About 300 unionized workers could walk off the job at 8 a.m. on Monday, if a deal with the city is not reached over the weekend.

About 300 unionized workers could walk off the job if a deal is not reached over the weekend

Negotiations between the city and its unionized workers are scheduled to continue this weekend, with the help of a mediator. (Mike Rudyk/CBC)

The City of Whitehorse's unionized workers have given notice of a possible strike starting 8 a.m. Monday, if a deal with the city is not reached over the weekend.

The city says it would involve approximately 300 workers represented by the Public Service Alliance of Canada (PSAC).

They would join the 34 unionized transit workers in labour action. Those workers — most of them city bus drivers — have been on a work-to-rule campaign since Mar. 19. The union intends to "escalate" that action on Monday morning as well, the city says.

Negotiations between PSAC and the city are scheduled to continue this weekend, with the help of a mediator.

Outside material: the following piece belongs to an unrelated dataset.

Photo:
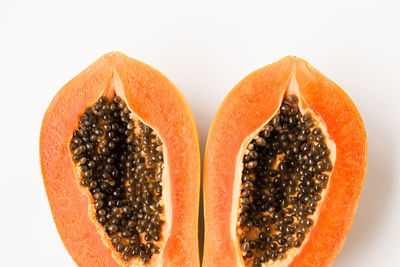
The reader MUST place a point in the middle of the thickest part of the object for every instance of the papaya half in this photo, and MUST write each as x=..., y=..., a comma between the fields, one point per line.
x=283, y=170
x=120, y=161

"We will be working, if need be, 24 hours a day to get a collective agreement," said Steve Geick, president of the Yukon Employees Union which represents city workers.

"We are hopeful that we can get a deal at the bargaining table and avert [a strike], this weekend."

Geick says the main issues are severance pay, and long-term service bonuses for new employees. He says cancelling long-term service bonuses for new employees would create a "two-tiered system within the group — some have, some don't." 

City spokesperson Myles Dolphin says an essential services agreement is in place with the union, in case of a strike next week. He says the list of essential services is being finalized, and will be available to residents this weekend, on the city's website.

"We'll be finalizing what that list looks like, what will be available and will not be available for residents in event of a strike Monday morning," Dolphin said.

Whitehorse firefighters are part of a different union, and would not be involved in any labour disruption.